Friday, August 11, 2006

Out of Africa

1). The Rev. Fred Daley, 59, and a Roman Catholic priest, was scheduled to be on an AIDS mission to Africa last Sunday. He had undergone months of training and was preparing to spend more than a year in Lesotho, where one-third of the population suffers from AIDS. But on July 18, Daley was suddenly withdrawn from his mission to Lesotho by its organizers, Catholic Relief Services, because:

A. He refused to try to convert villagers to Catholicism.
B. He wanted to teach villagers basic sex education and provide condoms.
C. He was a member of a white supremacist group as a teen.
D. He is a gay.


ANSWER:
D: He is gay, but celibate. Michael Wiest, CRS chief executive officer, and Dave Piriano, a CRS vice president, said that it was not Daley's sexuality that had prompted their organization to take him off the mission. They said that what had concerned them was that Daley was a public advocate of gay rights.

“Lesotho [located deep in the southern tip of Africa] is a country of 1 million poor African peasants,” Piriano said. “There are different societal norms there.”

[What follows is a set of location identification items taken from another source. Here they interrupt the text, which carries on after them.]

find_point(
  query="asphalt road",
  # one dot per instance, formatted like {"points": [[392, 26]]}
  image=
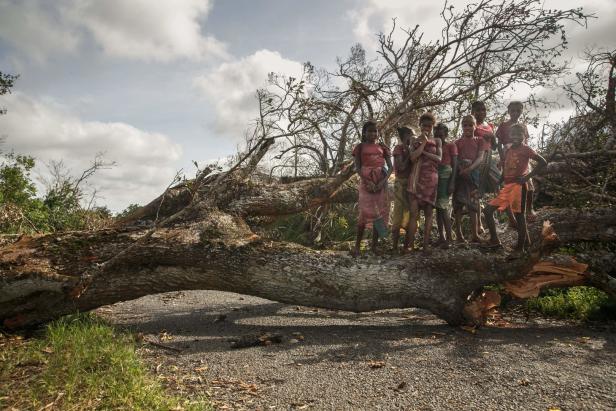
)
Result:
{"points": [[385, 360]]}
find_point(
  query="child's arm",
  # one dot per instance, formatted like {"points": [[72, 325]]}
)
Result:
{"points": [[542, 163], [383, 183], [400, 163], [439, 151], [501, 153], [476, 163], [415, 153], [452, 180]]}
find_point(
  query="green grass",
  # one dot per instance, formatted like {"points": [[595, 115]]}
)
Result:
{"points": [[579, 303], [81, 363]]}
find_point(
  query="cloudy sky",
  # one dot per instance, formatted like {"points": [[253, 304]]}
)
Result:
{"points": [[157, 84]]}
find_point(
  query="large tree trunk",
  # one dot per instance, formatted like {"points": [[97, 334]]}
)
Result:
{"points": [[201, 241]]}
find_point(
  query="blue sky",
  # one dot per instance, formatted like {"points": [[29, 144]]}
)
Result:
{"points": [[157, 84]]}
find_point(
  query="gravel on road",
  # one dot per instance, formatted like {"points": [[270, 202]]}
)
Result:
{"points": [[386, 360]]}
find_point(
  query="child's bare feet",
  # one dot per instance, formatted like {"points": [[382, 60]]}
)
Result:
{"points": [[492, 245]]}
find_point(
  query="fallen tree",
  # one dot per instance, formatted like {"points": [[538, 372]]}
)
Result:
{"points": [[205, 243]]}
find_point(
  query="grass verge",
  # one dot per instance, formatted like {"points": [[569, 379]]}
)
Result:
{"points": [[579, 303], [80, 363]]}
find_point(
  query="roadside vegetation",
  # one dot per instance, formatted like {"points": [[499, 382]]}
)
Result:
{"points": [[79, 362]]}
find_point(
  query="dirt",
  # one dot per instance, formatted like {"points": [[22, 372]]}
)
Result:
{"points": [[391, 359]]}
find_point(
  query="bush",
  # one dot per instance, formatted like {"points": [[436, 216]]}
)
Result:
{"points": [[579, 303]]}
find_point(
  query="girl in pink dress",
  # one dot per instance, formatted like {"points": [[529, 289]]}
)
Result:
{"points": [[426, 152], [370, 160]]}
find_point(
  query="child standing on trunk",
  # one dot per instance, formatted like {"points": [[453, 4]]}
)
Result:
{"points": [[402, 170], [513, 194], [370, 160], [503, 136], [426, 154], [447, 170]]}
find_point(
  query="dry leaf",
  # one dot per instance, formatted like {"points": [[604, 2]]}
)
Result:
{"points": [[376, 364]]}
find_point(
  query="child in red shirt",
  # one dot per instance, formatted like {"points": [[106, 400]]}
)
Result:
{"points": [[370, 159], [447, 170], [503, 136], [402, 170], [471, 153], [513, 194]]}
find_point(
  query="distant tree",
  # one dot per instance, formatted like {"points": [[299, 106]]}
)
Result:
{"points": [[6, 83]]}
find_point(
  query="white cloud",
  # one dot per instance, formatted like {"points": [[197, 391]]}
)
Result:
{"points": [[231, 88], [161, 30], [145, 160], [375, 16]]}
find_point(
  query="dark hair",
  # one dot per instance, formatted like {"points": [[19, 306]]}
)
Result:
{"points": [[516, 103], [477, 103], [364, 128], [427, 116], [518, 127], [405, 130], [442, 126], [469, 118]]}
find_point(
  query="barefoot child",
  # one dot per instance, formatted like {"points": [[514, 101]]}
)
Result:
{"points": [[503, 136], [447, 170], [471, 153], [402, 170], [513, 194], [370, 159], [426, 154], [484, 131]]}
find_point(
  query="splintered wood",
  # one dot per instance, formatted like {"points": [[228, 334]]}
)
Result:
{"points": [[548, 274]]}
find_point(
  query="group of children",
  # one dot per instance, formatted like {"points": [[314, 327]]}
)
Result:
{"points": [[429, 170]]}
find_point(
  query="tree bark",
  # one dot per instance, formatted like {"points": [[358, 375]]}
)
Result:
{"points": [[208, 245]]}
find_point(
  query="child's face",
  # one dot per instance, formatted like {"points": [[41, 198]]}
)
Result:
{"points": [[480, 113], [468, 129], [426, 127], [372, 134], [517, 136], [515, 111], [440, 133], [405, 138]]}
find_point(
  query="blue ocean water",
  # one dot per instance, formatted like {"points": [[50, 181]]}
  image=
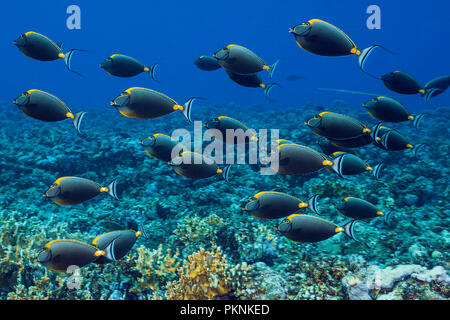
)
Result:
{"points": [[183, 215]]}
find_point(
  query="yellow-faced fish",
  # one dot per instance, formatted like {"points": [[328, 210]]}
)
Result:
{"points": [[124, 241], [207, 63], [401, 82], [324, 39], [124, 66], [37, 46], [436, 87], [392, 140], [239, 59], [159, 146], [390, 110], [74, 190], [224, 123], [58, 255], [304, 228], [142, 103], [195, 166], [360, 209], [44, 106], [276, 205], [252, 81], [295, 159], [347, 164], [336, 126]]}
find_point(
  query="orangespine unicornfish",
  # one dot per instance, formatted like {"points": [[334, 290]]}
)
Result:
{"points": [[401, 82], [305, 228], [436, 87], [224, 123], [329, 148], [58, 255], [123, 240], [239, 59], [324, 39], [360, 209], [295, 159], [276, 205], [196, 166], [124, 66], [252, 81], [142, 103], [207, 63], [392, 140], [40, 47], [336, 126], [159, 146], [44, 106], [390, 110], [347, 164], [75, 190]]}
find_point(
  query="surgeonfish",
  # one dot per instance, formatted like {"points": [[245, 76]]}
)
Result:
{"points": [[436, 87], [124, 66], [224, 123], [295, 159], [390, 110], [276, 205], [37, 46], [252, 81], [142, 103], [238, 59], [324, 39], [58, 255], [159, 146], [392, 140], [44, 106], [401, 82], [347, 164], [196, 166], [336, 126], [124, 241], [75, 190], [305, 228], [207, 63], [360, 209]]}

“Had we known earlier, we could have avoided so much controversy,” Wiest said. “It is not that he is a gay celibate priest, but that he is a well-known activist throughout the United States. … We became concerned about his celebrity in the American dialogue distracting from the mission.” Oh really? How likely is it that anyone living deep in the southern tip of Africa would have any knowledge of a well-meaning priest’s activism thousands of miles away in the United States? Not very.